Well, at some point compiler *has* to insert runtime library calls.
This is true for all proposals, both existing and potential ones. Do
you mean that runtime calls must be inserted either strictly before
LLVM optimizer or strictly after it -- no other place? More on this
later.

As for treating IR with/without OpenMP intrinsics as separate forms,
this is a matter of personal taste and design choice, I guess. Is
strength reduction (that replaces multiplications with additions)
transforms IR into another "form"?

> My whole objection comes from the (possibly incorrect, I am not an OpenMP expert!) idea that there are only two reasonable implementation approaches:
>
> 1. Early procedurization (e.g. in the frontend that produces LLVM IR).  This is very easy to preserve and correctness is trivial, but you lose some (theoretical?) optimization benefits by doing procedurization early.
>
> 2. Late procedurization where the IR has explicit parallelism constructs and all optimizers preserve its correctness requirements (this is your #4).  While this is possible in theory, I'm skeptical that this could make sense, and your proposal certainly isn't the right way to do it.

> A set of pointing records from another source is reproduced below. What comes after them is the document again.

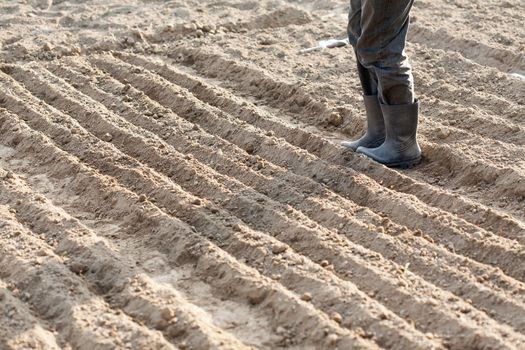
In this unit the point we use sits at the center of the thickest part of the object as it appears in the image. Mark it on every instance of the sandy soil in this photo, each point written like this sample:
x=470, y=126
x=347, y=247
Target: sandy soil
x=171, y=178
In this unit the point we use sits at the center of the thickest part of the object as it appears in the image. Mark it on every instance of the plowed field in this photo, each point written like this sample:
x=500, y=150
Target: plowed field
x=172, y=178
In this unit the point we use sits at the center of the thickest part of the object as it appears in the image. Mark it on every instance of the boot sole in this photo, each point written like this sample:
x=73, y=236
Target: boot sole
x=406, y=164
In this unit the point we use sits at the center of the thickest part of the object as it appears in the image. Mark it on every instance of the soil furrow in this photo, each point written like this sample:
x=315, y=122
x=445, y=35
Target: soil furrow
x=294, y=99
x=472, y=212
x=485, y=54
x=90, y=256
x=19, y=328
x=118, y=139
x=309, y=327
x=443, y=227
x=82, y=318
x=284, y=187
x=397, y=334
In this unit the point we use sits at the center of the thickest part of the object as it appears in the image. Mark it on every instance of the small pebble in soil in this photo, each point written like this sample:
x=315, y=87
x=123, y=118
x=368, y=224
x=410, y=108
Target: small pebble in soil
x=335, y=119
x=306, y=297
x=335, y=316
x=107, y=137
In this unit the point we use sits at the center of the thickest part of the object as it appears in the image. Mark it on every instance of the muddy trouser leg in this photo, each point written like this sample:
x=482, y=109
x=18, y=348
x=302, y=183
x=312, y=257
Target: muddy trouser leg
x=379, y=42
x=377, y=30
x=367, y=76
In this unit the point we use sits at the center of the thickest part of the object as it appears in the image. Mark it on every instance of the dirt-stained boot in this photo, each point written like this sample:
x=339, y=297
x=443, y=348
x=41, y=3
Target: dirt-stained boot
x=400, y=148
x=375, y=132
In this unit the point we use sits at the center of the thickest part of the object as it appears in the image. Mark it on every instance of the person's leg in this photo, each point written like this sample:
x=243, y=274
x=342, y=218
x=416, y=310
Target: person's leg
x=381, y=48
x=367, y=77
x=375, y=133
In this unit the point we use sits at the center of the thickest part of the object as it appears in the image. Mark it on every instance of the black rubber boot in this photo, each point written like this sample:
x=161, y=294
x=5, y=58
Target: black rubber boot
x=375, y=131
x=400, y=148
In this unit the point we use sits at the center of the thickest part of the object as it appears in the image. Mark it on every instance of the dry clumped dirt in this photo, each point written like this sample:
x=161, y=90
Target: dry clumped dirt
x=171, y=178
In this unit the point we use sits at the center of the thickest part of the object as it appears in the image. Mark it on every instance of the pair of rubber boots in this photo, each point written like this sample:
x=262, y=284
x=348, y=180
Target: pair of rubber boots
x=390, y=138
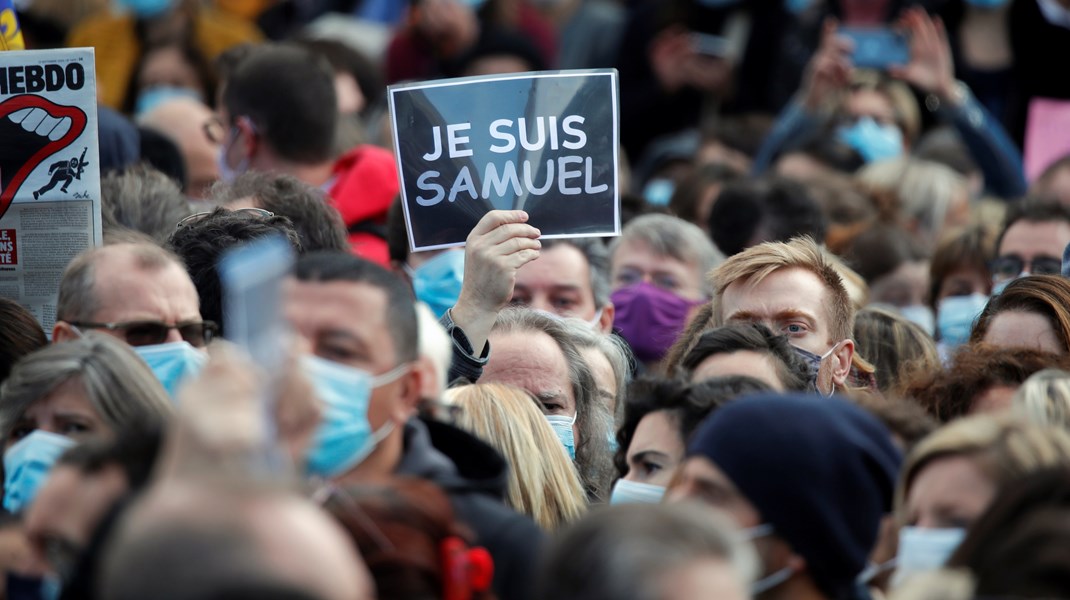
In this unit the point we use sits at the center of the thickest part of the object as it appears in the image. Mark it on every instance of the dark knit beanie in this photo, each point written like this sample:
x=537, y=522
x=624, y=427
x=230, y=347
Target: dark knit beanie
x=821, y=471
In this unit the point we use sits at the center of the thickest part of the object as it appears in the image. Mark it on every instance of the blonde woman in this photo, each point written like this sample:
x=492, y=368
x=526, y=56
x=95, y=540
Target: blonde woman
x=951, y=477
x=1044, y=398
x=543, y=481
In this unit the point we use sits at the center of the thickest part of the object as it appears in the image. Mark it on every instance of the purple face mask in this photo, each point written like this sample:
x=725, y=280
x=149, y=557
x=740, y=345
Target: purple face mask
x=650, y=319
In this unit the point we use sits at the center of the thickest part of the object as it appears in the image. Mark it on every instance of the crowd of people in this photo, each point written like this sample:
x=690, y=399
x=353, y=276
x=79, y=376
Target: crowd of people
x=828, y=356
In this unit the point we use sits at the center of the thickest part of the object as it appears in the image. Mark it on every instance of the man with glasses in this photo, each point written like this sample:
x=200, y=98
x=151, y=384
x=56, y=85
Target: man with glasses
x=142, y=295
x=358, y=321
x=1034, y=236
x=200, y=241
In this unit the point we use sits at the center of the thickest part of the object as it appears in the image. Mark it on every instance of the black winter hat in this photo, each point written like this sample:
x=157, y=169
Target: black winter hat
x=821, y=471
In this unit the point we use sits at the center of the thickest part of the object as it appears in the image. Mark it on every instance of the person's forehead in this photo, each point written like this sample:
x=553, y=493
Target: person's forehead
x=125, y=290
x=870, y=102
x=563, y=265
x=782, y=291
x=1029, y=237
x=528, y=359
x=352, y=306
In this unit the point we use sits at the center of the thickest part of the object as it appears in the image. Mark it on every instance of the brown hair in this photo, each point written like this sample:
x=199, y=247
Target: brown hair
x=1048, y=295
x=965, y=248
x=895, y=345
x=949, y=393
x=402, y=527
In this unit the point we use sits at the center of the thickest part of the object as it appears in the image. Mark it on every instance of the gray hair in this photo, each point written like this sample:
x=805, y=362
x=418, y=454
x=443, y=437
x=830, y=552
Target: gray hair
x=614, y=349
x=142, y=199
x=120, y=387
x=593, y=420
x=597, y=256
x=624, y=552
x=672, y=236
x=77, y=301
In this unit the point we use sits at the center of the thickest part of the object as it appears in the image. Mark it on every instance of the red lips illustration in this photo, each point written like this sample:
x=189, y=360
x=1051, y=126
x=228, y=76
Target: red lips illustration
x=34, y=125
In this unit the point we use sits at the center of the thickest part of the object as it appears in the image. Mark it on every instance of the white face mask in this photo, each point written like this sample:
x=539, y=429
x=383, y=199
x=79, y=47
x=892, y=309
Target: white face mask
x=922, y=550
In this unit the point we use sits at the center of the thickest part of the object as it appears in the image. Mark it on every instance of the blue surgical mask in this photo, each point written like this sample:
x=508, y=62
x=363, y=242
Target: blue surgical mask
x=797, y=6
x=920, y=314
x=156, y=95
x=345, y=436
x=925, y=550
x=872, y=140
x=172, y=363
x=773, y=580
x=633, y=492
x=563, y=427
x=658, y=191
x=813, y=362
x=147, y=9
x=438, y=281
x=27, y=465
x=956, y=317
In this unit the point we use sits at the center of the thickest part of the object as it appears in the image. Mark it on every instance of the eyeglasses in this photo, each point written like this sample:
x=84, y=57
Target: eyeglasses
x=255, y=213
x=1010, y=265
x=214, y=129
x=151, y=333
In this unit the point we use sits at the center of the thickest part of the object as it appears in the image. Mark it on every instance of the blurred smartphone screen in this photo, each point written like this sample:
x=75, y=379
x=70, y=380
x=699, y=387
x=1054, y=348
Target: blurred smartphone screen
x=876, y=47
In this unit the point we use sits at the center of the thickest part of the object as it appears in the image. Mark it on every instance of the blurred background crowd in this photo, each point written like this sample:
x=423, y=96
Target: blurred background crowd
x=828, y=356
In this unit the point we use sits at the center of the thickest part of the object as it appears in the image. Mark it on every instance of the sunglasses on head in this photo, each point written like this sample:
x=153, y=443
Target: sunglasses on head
x=1010, y=265
x=249, y=212
x=151, y=333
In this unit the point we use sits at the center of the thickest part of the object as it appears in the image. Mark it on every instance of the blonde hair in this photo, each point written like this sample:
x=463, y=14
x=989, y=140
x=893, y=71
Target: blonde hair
x=543, y=481
x=916, y=189
x=1003, y=447
x=1044, y=399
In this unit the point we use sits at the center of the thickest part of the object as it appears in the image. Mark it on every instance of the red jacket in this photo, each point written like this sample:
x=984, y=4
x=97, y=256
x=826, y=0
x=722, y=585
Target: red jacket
x=366, y=183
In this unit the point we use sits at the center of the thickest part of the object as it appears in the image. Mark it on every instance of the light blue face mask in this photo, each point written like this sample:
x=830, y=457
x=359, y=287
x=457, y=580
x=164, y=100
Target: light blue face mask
x=344, y=437
x=563, y=427
x=27, y=464
x=438, y=281
x=797, y=6
x=773, y=580
x=633, y=492
x=925, y=550
x=956, y=317
x=172, y=363
x=156, y=95
x=147, y=9
x=872, y=140
x=921, y=316
x=658, y=191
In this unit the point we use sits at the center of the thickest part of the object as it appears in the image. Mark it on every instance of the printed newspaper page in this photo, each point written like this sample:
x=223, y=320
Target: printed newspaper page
x=49, y=172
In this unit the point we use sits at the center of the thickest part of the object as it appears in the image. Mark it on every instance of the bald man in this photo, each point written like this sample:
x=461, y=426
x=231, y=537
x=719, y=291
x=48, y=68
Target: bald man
x=183, y=120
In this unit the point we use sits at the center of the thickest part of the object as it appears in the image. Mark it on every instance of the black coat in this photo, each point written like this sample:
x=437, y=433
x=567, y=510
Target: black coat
x=474, y=476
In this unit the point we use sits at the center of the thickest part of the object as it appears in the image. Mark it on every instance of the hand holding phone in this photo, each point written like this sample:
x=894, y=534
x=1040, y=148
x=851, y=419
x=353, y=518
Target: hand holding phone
x=876, y=47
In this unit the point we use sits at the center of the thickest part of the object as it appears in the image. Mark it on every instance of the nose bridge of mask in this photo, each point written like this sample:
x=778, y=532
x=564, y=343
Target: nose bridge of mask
x=172, y=363
x=635, y=492
x=27, y=465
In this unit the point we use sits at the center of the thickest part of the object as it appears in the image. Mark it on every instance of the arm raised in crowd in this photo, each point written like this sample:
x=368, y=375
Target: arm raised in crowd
x=499, y=245
x=931, y=71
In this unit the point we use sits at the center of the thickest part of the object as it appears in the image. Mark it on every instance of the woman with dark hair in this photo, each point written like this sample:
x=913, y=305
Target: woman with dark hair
x=412, y=543
x=659, y=417
x=1018, y=547
x=1030, y=312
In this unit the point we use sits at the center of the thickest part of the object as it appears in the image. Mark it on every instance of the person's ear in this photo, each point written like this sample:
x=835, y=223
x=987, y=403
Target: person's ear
x=408, y=399
x=606, y=321
x=841, y=362
x=63, y=332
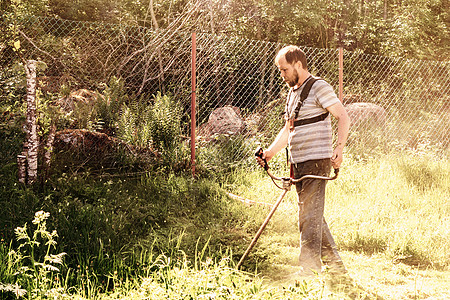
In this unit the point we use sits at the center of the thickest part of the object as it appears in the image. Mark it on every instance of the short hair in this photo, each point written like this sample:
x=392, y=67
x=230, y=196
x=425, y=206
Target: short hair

I understand your point... and respectfully disagree with it.

You basically say that it is all or nothing at all: either *no*
optimizations on parallel code (runtime calls inserted before LLVM
optimizer), or *all* optimizations workable on parallel code (calls
inserted after LLVM optimizer). In former case we lose *all*
optimizations, not some. As for latter, I share your skepticism -- and
duplicate it.

> I understand that this is the design that the Intel compiler uses, and you are motivated to make LLVM fit that model.

Yes and yes.

And one more: "the proof is in the pudding", or so they say. Intel
Compiler (that, as you correctly noted, uses essentially the same
design) is the metaphorical "pudding" that proves viability and good
performance potential of the approach we proposed.

> I also understand that late procedurization has been a continuous source of subtle correctness bugs that are still being found even though the product is mature.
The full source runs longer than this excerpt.